Right after finishing OKLAHOMA! I was offered MEMPHIS on Broadway. It was a dream come true and quite surreal because I was replacing my best friend from high school, Cary Tedder. Stepping on stage for the first time was also surreal because I started the show on a bridge on top of the set with Adam Pascal. It was very much a "is this real life?" moment.
The whole time I was performing at the Shubert Theater, I kept thinking back to when my family vacationed in NYC when I was in fifth grade. Had you told me when I was sitting in the Shubert watching CHICAGO that I would one day be on that stage I would have never believed you.
When did you realize you wanted to produce as well?
My buddy John West asked me if I wanted to help him produce a YouTube mockumentary in fall of 2013.
We ended up creating a project called RUSSIAN BROADWAY SHUTDOWN, and to date it's the most epic thing I have ever produced. I had a blast working on it, and the morning that we released the video I had a rehearsal at CINDERELLA. Without knowing that I was involved I started seeing everyone in the cast pull out their phones to watch the video. Literally seeing my work go viral and bring people joy got me hooked on producing.
What are some similarities and differences between acting and producing?
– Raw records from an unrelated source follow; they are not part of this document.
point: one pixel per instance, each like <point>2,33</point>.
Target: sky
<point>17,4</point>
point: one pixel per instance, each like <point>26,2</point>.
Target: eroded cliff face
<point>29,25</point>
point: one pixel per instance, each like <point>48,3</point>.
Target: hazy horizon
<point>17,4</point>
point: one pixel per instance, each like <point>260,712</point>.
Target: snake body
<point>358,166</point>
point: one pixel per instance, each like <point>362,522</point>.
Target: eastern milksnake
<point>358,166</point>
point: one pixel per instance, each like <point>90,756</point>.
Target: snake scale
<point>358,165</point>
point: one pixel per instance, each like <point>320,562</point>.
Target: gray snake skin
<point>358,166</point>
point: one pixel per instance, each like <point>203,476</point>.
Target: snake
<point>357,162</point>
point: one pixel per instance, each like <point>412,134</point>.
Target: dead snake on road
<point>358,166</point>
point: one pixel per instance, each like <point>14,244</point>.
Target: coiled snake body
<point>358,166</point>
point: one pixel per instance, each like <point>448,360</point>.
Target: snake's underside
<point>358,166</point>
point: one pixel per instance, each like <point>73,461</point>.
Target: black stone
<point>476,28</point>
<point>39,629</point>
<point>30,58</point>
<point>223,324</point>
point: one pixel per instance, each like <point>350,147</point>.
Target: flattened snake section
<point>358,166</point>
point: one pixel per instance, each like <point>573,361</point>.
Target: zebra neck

Producing and performing both require hard work, creativity, and a great attention to detail. Performing is much more physically exhausting, and producing is much more mentally exhausting.
Producing feels like working on a project. The work ends when you complete it, but getting the project done well can be surprisingly difficult. Performing feels like taking a test. You have to prep and ruminate on it until the test starts, but no matter how much or little work you do before hand, you are only judged by how you do in the moment.
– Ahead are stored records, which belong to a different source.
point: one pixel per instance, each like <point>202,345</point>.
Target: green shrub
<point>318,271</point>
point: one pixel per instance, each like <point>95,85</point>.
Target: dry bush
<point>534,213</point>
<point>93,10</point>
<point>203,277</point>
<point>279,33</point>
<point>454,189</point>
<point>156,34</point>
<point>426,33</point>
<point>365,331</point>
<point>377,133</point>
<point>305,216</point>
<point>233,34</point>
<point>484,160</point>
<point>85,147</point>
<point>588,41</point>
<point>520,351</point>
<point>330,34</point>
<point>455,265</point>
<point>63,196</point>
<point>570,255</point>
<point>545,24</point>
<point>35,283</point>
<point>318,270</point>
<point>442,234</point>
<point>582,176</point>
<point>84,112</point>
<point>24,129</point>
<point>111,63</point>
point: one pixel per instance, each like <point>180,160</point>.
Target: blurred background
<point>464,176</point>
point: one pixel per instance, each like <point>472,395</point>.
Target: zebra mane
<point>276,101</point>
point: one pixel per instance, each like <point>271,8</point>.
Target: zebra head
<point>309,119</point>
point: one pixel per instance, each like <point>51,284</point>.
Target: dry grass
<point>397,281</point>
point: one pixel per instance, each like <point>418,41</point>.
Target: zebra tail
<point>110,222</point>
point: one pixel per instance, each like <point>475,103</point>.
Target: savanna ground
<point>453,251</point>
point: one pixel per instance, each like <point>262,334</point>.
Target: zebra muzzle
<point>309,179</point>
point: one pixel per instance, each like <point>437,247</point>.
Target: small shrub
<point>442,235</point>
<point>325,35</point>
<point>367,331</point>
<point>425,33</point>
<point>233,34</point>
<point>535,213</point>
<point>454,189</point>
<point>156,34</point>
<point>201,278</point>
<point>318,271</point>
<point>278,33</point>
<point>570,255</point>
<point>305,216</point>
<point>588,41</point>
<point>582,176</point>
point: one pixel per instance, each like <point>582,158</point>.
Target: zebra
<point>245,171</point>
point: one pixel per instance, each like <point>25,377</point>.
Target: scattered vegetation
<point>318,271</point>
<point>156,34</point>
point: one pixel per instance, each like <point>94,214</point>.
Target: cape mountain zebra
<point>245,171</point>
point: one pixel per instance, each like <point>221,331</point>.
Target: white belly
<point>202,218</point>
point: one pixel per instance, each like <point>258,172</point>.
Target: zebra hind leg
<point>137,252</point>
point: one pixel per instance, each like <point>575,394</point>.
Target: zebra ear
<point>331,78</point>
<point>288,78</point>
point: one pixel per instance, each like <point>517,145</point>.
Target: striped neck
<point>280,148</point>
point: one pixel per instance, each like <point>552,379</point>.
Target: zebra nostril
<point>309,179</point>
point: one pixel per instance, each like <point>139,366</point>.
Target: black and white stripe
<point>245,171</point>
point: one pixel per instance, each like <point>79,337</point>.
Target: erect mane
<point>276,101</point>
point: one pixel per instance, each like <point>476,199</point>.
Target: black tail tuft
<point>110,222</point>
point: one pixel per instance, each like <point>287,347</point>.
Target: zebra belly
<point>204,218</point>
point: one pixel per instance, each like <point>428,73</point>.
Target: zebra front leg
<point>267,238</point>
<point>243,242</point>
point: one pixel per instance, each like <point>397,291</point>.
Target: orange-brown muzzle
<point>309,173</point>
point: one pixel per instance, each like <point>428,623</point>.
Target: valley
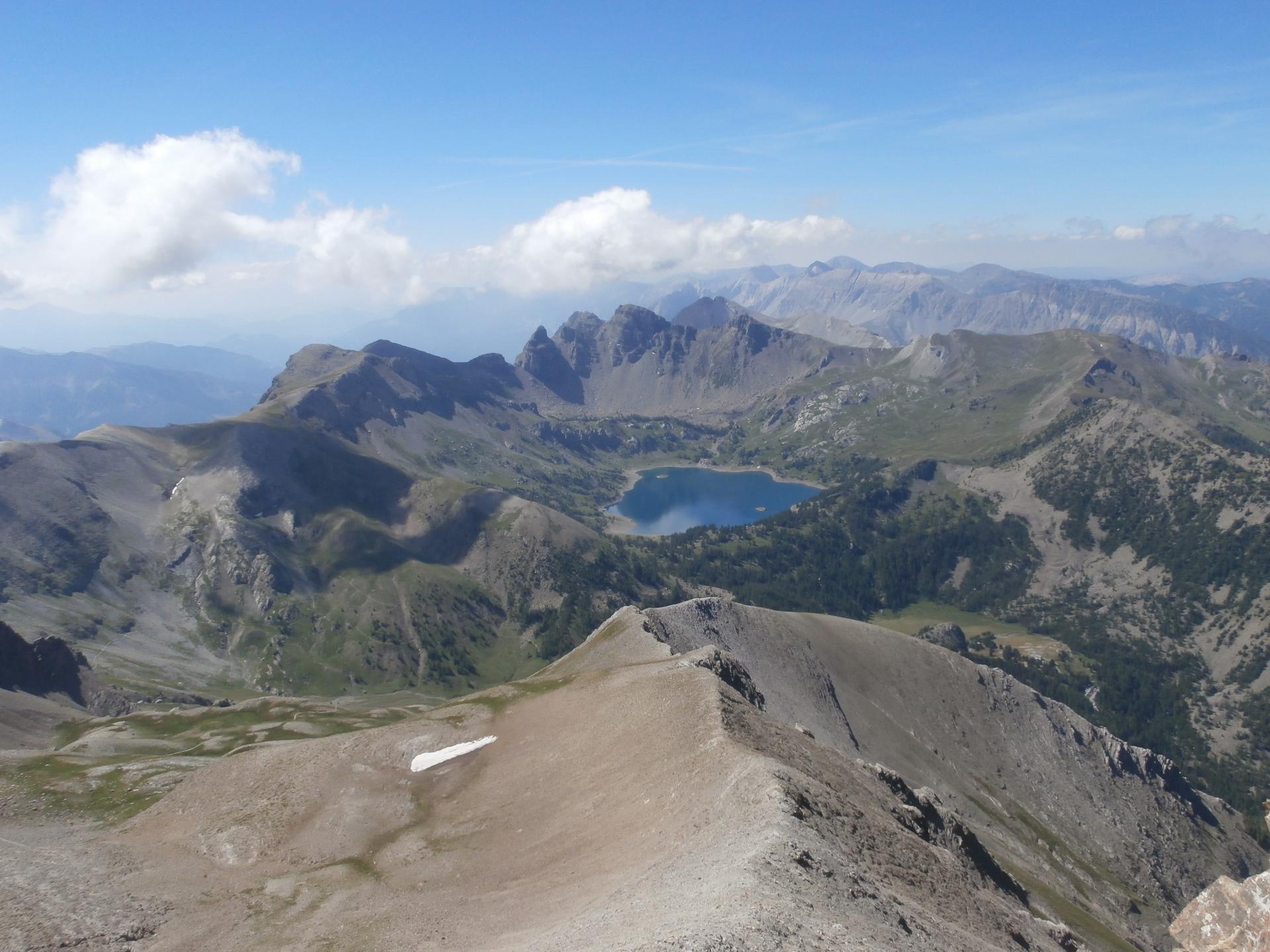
<point>405,548</point>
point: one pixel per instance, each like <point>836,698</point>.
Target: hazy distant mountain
<point>902,302</point>
<point>46,396</point>
<point>639,361</point>
<point>211,361</point>
<point>712,312</point>
<point>715,312</point>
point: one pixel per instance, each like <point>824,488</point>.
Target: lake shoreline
<point>618,524</point>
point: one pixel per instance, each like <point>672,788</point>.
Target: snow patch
<point>439,757</point>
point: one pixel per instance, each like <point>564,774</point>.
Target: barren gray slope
<point>640,807</point>
<point>906,303</point>
<point>1103,826</point>
<point>639,363</point>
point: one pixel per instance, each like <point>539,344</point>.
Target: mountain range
<point>51,396</point>
<point>901,302</point>
<point>385,523</point>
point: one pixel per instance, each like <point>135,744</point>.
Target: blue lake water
<point>673,499</point>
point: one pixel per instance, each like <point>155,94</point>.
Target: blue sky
<point>952,132</point>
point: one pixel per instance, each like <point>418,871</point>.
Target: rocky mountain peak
<point>542,359</point>
<point>709,312</point>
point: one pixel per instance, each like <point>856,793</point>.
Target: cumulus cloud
<point>182,212</point>
<point>155,215</point>
<point>616,233</point>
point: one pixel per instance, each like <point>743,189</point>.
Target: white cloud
<point>182,212</point>
<point>615,234</point>
<point>158,215</point>
<point>1217,245</point>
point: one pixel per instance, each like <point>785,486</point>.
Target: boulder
<point>945,634</point>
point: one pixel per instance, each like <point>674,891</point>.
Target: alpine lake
<point>673,499</point>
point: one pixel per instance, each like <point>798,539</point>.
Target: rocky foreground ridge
<point>1228,916</point>
<point>706,775</point>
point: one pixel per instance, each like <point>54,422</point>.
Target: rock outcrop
<point>1228,916</point>
<point>51,666</point>
<point>945,634</point>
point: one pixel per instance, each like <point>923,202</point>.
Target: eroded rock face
<point>1227,917</point>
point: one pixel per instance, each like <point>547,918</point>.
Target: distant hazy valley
<point>1003,683</point>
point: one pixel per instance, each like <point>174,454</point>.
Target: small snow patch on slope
<point>439,757</point>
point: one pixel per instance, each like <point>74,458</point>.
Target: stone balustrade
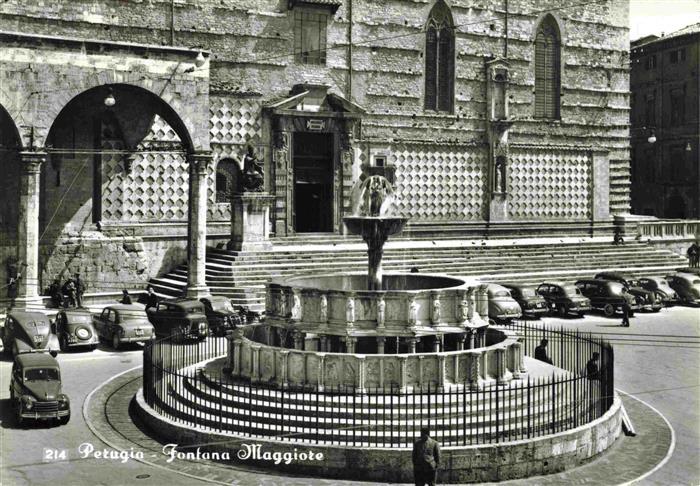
<point>497,363</point>
<point>449,303</point>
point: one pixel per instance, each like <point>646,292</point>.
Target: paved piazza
<point>657,362</point>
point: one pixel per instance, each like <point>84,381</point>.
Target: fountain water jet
<point>373,219</point>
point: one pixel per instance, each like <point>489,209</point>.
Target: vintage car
<point>660,287</point>
<point>124,323</point>
<point>185,317</point>
<point>687,286</point>
<point>645,298</point>
<point>607,295</point>
<point>502,307</point>
<point>532,304</point>
<point>564,299</point>
<point>35,389</point>
<point>220,314</point>
<point>74,329</point>
<point>29,331</point>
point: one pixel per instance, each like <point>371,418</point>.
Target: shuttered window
<point>547,69</point>
<point>310,37</point>
<point>439,59</point>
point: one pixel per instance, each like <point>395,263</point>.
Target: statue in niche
<point>500,175</point>
<point>381,312</point>
<point>253,176</point>
<point>350,310</point>
<point>436,310</point>
<point>323,309</point>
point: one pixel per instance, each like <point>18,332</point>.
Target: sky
<point>661,16</point>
What do you love most about producing for TV? (ON STAGE on NY1 - go check it out!)
I love the New York Theater community, and my job at ON STAGE is to make it look incredible. Producing the only Broadway TV show is a huge honor and privilege. I love getting to shine a spotlight on different parts of New York Theater in hopes of getting more people interested in it.
Where would you like to be five years from now?
Five years from now I'd like to still be producing ON STAGE. But I'd also like to be producing something major on the side.